New heavyweight fighter Mohammed Usman details his relationship with his brother, UFC welterweight Kamaru Usman.

Photo credit: Byron Craig

Siblings in mixed martial arts are often very close. They see and train with each other every day. They share the same coaches, the same values, sometimes the same friends. They do everything together.

Look at the Diaz brothers. Or the Pettis brothers. Or even the Miller brothers. All three pairs share extremely similar — if not identical — lifestyles. They’re seemingly best friends.

Though closeness is a trend among siblings in combat sports, it’s not always the case.

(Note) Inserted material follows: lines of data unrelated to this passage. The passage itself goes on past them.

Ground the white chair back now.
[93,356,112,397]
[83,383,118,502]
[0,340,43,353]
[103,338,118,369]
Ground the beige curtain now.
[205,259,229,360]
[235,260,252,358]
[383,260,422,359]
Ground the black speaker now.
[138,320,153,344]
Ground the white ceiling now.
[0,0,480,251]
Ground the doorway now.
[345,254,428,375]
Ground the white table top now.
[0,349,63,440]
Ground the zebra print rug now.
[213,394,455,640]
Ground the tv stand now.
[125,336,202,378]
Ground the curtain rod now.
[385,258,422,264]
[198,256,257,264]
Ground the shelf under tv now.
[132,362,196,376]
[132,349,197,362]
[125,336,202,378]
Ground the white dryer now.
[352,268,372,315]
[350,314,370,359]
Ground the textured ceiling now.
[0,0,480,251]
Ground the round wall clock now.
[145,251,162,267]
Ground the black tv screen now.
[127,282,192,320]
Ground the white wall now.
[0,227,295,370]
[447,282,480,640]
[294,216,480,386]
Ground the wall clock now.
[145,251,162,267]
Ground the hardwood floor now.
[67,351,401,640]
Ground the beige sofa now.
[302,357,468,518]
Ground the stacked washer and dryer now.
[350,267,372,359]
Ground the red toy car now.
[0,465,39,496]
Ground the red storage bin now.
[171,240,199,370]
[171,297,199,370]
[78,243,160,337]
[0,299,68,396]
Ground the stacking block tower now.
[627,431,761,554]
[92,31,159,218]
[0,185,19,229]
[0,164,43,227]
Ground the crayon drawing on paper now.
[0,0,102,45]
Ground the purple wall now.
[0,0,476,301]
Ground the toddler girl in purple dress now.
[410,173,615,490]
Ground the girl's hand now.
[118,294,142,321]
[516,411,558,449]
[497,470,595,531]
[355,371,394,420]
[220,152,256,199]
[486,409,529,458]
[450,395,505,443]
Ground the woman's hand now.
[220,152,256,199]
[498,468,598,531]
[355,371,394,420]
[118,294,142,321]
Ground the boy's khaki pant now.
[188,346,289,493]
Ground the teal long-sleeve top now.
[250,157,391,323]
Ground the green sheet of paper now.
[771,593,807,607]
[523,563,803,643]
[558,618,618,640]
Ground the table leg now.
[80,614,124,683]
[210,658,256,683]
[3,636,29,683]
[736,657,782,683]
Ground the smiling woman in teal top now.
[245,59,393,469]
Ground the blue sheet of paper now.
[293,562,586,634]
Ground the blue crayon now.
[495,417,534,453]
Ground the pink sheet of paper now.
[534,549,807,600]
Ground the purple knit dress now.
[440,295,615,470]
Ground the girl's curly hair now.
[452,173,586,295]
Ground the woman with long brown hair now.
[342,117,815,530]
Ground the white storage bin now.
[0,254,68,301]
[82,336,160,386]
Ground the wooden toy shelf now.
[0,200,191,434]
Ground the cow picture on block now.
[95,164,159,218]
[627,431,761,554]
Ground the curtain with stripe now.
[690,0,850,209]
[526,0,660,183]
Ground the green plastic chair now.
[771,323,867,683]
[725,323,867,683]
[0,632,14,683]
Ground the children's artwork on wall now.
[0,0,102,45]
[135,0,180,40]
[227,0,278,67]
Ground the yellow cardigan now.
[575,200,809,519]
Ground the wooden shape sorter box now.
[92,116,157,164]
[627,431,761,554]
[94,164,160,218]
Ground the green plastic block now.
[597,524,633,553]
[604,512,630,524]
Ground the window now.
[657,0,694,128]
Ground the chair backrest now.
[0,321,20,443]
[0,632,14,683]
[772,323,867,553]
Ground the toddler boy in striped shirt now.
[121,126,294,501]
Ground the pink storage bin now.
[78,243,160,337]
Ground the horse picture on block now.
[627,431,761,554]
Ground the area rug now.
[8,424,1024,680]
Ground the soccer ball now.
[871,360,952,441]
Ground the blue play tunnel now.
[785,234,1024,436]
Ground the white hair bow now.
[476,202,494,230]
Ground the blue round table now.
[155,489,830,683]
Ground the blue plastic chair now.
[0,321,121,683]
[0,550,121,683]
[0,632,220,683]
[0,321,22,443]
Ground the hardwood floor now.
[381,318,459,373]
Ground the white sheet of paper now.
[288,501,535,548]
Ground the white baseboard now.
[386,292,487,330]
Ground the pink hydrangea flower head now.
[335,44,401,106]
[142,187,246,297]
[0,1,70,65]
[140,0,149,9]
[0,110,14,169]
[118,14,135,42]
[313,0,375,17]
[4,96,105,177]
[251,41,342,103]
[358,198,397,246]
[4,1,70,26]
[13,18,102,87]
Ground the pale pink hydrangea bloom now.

Mohammed Usman is one of successful UFC welterweight Kamaru Usman’s two brothers. Unlike the three previously mentioned pairs of brothers, Mohammed and Kamaru live on opposite sides of the country and rarely train and see each other. But according to Mohammed (who will be referred to as “Usman” for the remainder of the article), it’s nothing personal. Their relationship is more than intact; they simply went their separate ways — like many siblings do in life — to accomplish what they wanted to accomplish.

“We’re close, but we’ve never been that kind of, ‘Oh, let me know what you’re doing every two seconds,’” Usman told BloodyElbow.com’s The MMA Circus. “We went to different universities, we went different paths. And everybody has their own different mindset.”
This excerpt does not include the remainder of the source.